I remember reading years ago, maybe on some mainstream news site like ABC or NBC, about a gay man who was obsessed with Madonna and actually got, like, $150,000 worth of plastic surgeries in an attempt to look exactly like her. In the end, he did not look half bad. In fact I was pretty attracted, I remember, to the end result ....
A lot of people of course probably find this "problematic" and think it is strange or ought not be done, etc. My idea is...it is probably a little out there, ya... but ultimately, if it can be done, and one wants to do it, why not? Especially if you really love the artist in question - why not? I don't think it is really that much of a shame to want to look like someone else, because I don't really think that means you want to be someone else. There is a difference to me, you see, that I suppose most people do not really want to note. In a sense that guy was just taking on a mask that he wanted to wear 24 hours a day and felt would make him feel better. So he went and had surgery to get it, and it just so happened that his mask is based off of a very famous "mask" known as Madonna Ciccone. But wouldn't that be the exact mask you wanted to choose ...in a sense? It has had quite a bit of success! There's also the other point: how is what this guy doing really all that different from, say, a popular hair style or a popular make-up style, even?
Well, people will tell you, hair is temporary and makeup too.. so of course they are different! And that is true. Very true. But at the same time, its easy to see that many of us rather obsessively copy each other in any given time period, in terms of both hair and makeup, as well as clothes. Look back to pictures of the 70s and evey family seems to essentially share the exact same jokes about them: Dad has a mullet, or maybe he is wearing short shorts ..he probably has a bandana on, somewhere, or maybe he's wearing a tank top, etc. More like than not, he isn't extremely buff, since no one was then ...and maybe he's got a weird moustache -- that now you no longer see, because everyone collectively stopped doing it. And yet he never gets hit with this hammer of "why did you want to conform? and change yourself ot be like others? why?" No one ever asks him that because now he looks different. As in, now he has probably altered himself yet again to fit the style of this decade, and what people his age are doing in it. He hasn't surgically altered himself, no -- but who is to say he wouldn't ...if the costs were more affordable?
Most people, I firmly believe, would be shocked at how quickly they would probably start descending into surgical alterations, if only the price was actually affordable for commoners. I am convinced, for example, that if plastic surgery shops that worked on your face were around every Main Street like barber shops and hair salons, and it only ran you $20-25.00 to get some work done, or maybe $100 or more... (like women now pay for their hair) everyone would be popping up with facial alterations every weekend, and naturally, just like hairstyles, many of these face changes, one imagines, would follow certain trends. In the 1990s, for example, Jennifer Aniston did a certain hairstyle on Friends , I remember reading about, that became wildly popular amongst alll sorts of women...the hairstyle was everywhere. Well why would this not be with a facial alteration if said facial alteration was affordable and easy to do? If you think this sounds strange or shocking, then in my opinion you don't know much about fashion... I mean, just take a look at Instagram , and you will probably notice that it seems half, if not three quarters, of many young girls, tend to look exactly like Kendall Jenner or Kim Kardashian these days...because they do their exact makeup styles to a tee. Therefore it is only obvious that these same "copy cats" would immediately rearrange their face surgically too -- if only that was within reach. Since it is not, they make due with what they got: makeup and hair and buying up every outfit Kendall and Kimmy tell them to buy. And of course don't just think this is in the girl camp. It is also just as much in the boy camp -- it is just perhaps a bit harder to see there..

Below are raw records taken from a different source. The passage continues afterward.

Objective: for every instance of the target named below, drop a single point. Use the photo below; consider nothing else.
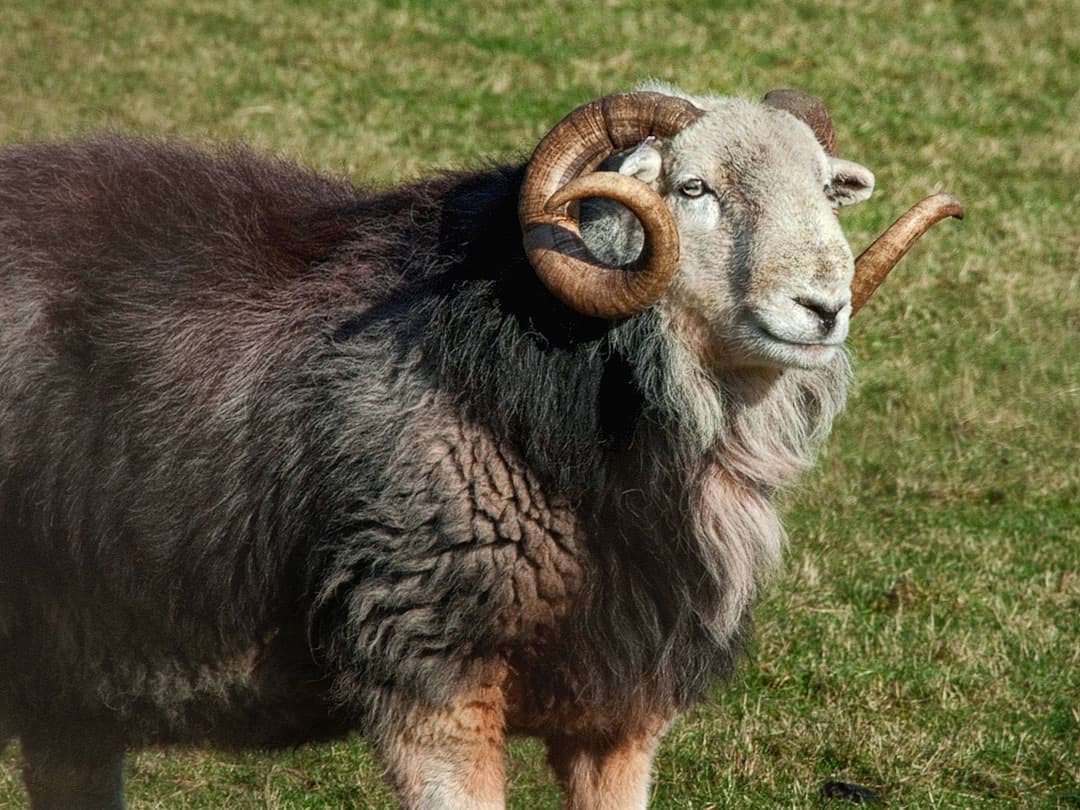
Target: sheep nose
(826, 311)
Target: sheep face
(765, 270)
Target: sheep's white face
(765, 270)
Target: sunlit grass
(923, 637)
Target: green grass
(923, 637)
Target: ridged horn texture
(875, 262)
(561, 171)
(809, 109)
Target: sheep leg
(448, 757)
(67, 774)
(605, 773)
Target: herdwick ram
(488, 455)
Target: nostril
(826, 312)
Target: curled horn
(875, 262)
(561, 171)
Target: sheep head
(718, 211)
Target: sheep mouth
(792, 352)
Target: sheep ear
(645, 161)
(849, 183)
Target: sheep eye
(693, 187)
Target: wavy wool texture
(282, 456)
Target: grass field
(923, 636)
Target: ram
(493, 454)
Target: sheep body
(284, 458)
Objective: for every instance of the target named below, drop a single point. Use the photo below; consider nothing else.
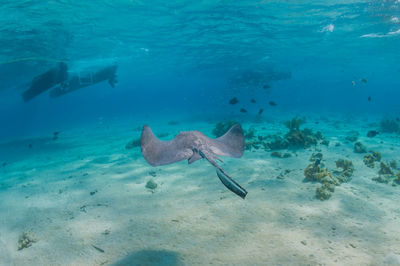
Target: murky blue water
(183, 65)
(181, 56)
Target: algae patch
(26, 240)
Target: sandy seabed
(82, 199)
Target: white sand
(191, 218)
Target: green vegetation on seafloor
(295, 138)
(390, 126)
(370, 159)
(222, 127)
(25, 240)
(359, 147)
(317, 172)
(387, 175)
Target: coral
(162, 135)
(280, 155)
(316, 156)
(302, 138)
(377, 155)
(382, 179)
(369, 160)
(325, 142)
(323, 193)
(390, 126)
(347, 170)
(385, 169)
(250, 133)
(133, 144)
(294, 124)
(315, 172)
(397, 178)
(352, 136)
(277, 143)
(26, 240)
(222, 127)
(393, 164)
(359, 148)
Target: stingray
(193, 146)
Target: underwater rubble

In our own time I think we still , many of us, are living wtih this idea that for some reason "natural born bodies" are better than altered ones. We live by that old Obi Wan quote from Star Wars.... "Darth Vader, Luke...he is more machine than man..." To an extent I agree with Obi Wan: I don't really mind my natural body, but obviously it has severe limitations I would start to re-arrange -- even if I did not necessarily want to re-arrange them. Like say someone accidentally damaged my nose in a very bad way. Well, I'd probably want that fixed, and I wouldn't care if the only option to fix it, at that point, was that the doctors had to give me Madonnas nose, instead of one I got to carefully select. If Madonna's nose was the only nose I could have ,instad of a destroyed one, I would obviously choose that. And I think this is important to notice because I think many people look at plastic surgery and transgender surgery, etc, as being utterly disconnected from these other types of surgical advancements. They don't seem to be able to see that each advancement the trans field or plastic surgery field makes, is another advancement for the medical field in general, and thus another step closer to us being able to give the blind back sight, or fix someones legs.... etc. They do not seem to realize that a very beautiful transgendered woman is, in fact, a marvel of modern science and medicine. They, in some sense, only see Frankenstein, or Darth Vader.